Avant de s’engager, il convient d’examiner plusieurs points pour évaluer un organisme :
- La structure du programme : une progression logique, des contenus qui allient pratique et théorie.
- L’expérience des formateurs : leur parcours professionnel, leur implication et leur capacité à transmettre font la différence.
Pour les formations en présentiel, jeter un œil aux ateliers et au matériel donne un bon aperçu du niveau d’équipement et de la qualité des mises en situation. Des outils récents et bien entretenus sont un atout lors des exercices pratiques.
La réputation du centre se forge aussi dans les retours des anciens stagiaires. Parcourir les avis, que ce soit sur le site du centre, sur les réseaux sociaux ou sur Google, permet d’avoir un aperçu fidèle de ce qui attend les futurs apprenants.
Pour une formation à distance, le suivi pédagogique joue un rôle déterminant. L’accès à une plateforme ne suffit pas : un accompagnement personnalisé, des réponses rapides et un contact humain restent indispensables.

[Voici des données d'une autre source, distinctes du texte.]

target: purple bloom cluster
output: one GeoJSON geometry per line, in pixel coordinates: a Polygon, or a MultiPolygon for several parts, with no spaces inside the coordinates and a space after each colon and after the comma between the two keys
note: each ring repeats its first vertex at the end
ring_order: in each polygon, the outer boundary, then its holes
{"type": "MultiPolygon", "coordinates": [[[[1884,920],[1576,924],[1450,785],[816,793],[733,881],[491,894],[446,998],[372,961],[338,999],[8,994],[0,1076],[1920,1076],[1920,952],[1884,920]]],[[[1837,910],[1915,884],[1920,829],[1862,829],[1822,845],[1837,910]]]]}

Un centre qui reste présent après la formation, propose un accompagnement à l’insertion ou fournit des ressources spécifiques, fait souvent la différence. La facilité d’accès aux supports pédagogiques et la richesse du contenu sont aussi des garanties pour progresser efficacement.
Un conseiller en évolution professionnelle pour choisir la meilleure formation d’installateur thermique
Construire un parcours sur mesure nécessite parfois un regard extérieur. Le conseiller en évolution professionnelle (CEP), accessible notamment via Pôle emploi, aide à clarifier ses objectifs, explorer les différentes pistes et organiser les étapes à venir. Ce service, ouvert à tous les actifs, oriente également vers les solutions de financement adaptées à chaque situation.
Selon le profil, différents organismes peuvent accompagner cette démarche :
- Pôle Emploi pour celles et ceux en recherche d’emploi
- Cap Emploi pour les personnes en situation de handicap
- L’APEC pour les cadres, qu’ils soient en poste ou en reconversion
- Les missions locales pour les jeunes de 16 à 25 ans, ainsi que les opérateurs mandatés par France Compétences pour les salariés et indépendants du secteur privé
L’installation thermique se trouve au carrefour de la technique et de l’écologie. Ceux qui s’engagent sur cette voie deviennent, souvent dans l’ombre, les garants de foyers bien chauffés et d’économies palpables sur la facture. À chaque chaudière réglée, à chaque système entretenu, c’est un pas concret vers un avenir plus sobre, geste après geste, chantier après chantier.